Nach eingehender Prüfung des Urteils habe sie sich zu dem Schritt entschlossen, teilte die Anklagebehörde mit. Zur Begründung hieß es, die Haftstrafe für "das Verbrechen des Mordes" sei "schockierend milde" und damit ungerecht.

Richterin Thokozile Masipa war beim Strafmaß neun Jahre unter der von der Anklage geforderten Strafe von 15 Jahren geblieben. In der Begründung führte sie einige strafmildernde Umstände an, darunter auch die von der Verteidigung vorgebrachte Möglichkeit einer Verwechslung.

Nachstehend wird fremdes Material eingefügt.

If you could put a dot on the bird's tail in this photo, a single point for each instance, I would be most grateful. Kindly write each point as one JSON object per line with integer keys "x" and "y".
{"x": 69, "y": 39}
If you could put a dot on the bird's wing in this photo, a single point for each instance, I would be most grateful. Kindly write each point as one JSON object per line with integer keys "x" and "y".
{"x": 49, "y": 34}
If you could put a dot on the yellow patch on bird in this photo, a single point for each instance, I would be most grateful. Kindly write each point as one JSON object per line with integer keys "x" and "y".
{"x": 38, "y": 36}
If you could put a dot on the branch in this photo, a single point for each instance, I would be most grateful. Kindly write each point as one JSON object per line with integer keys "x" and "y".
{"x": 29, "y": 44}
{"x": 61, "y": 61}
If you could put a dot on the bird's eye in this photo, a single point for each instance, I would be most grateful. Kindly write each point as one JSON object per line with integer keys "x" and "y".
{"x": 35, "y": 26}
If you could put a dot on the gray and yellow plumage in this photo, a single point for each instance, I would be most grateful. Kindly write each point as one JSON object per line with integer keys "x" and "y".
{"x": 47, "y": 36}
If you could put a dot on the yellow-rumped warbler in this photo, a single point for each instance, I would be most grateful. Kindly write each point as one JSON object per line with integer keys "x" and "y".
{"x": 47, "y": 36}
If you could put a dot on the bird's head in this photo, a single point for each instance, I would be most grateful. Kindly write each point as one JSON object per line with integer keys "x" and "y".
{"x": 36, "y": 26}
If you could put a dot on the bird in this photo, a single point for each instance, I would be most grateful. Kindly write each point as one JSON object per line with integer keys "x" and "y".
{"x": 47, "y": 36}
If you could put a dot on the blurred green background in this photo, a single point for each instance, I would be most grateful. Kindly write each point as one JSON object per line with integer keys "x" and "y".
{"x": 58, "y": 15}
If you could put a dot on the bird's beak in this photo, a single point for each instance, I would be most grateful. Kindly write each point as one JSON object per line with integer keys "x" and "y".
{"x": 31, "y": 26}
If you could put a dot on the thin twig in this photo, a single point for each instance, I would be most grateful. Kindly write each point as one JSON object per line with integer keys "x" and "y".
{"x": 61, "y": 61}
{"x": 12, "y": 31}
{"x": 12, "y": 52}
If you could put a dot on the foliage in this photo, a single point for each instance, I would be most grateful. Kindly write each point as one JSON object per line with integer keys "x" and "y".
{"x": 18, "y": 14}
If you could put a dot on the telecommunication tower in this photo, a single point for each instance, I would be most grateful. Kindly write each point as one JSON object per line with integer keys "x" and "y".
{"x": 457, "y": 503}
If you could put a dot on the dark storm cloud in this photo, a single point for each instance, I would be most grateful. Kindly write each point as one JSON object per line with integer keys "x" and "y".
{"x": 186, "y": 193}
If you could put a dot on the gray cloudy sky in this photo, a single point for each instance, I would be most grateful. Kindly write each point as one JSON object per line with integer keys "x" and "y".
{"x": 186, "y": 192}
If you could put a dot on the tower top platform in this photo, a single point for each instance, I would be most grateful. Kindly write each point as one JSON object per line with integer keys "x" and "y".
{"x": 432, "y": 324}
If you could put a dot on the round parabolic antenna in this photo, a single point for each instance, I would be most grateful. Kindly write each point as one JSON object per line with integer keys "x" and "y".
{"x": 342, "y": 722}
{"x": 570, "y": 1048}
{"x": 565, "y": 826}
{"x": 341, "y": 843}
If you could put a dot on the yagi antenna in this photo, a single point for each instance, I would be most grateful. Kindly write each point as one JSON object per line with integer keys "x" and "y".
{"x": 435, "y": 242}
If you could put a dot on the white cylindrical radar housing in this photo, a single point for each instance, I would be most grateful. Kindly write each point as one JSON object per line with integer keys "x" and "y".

Der im Südafrika verwendete Mord-Begriff entspricht im deutschen Rechtssystem dem Tatbestand des Totschlags. In erster Instanz war der unterhalb der Knie amputierte Prothesensprinter wegen fahrlässiger Tötung zu fünf Jahren Haft verurteilt worden, allerdings hatte die Staatsanwaltschaft erfolgreich Einspruch gegen das milde Urteil eingelegt.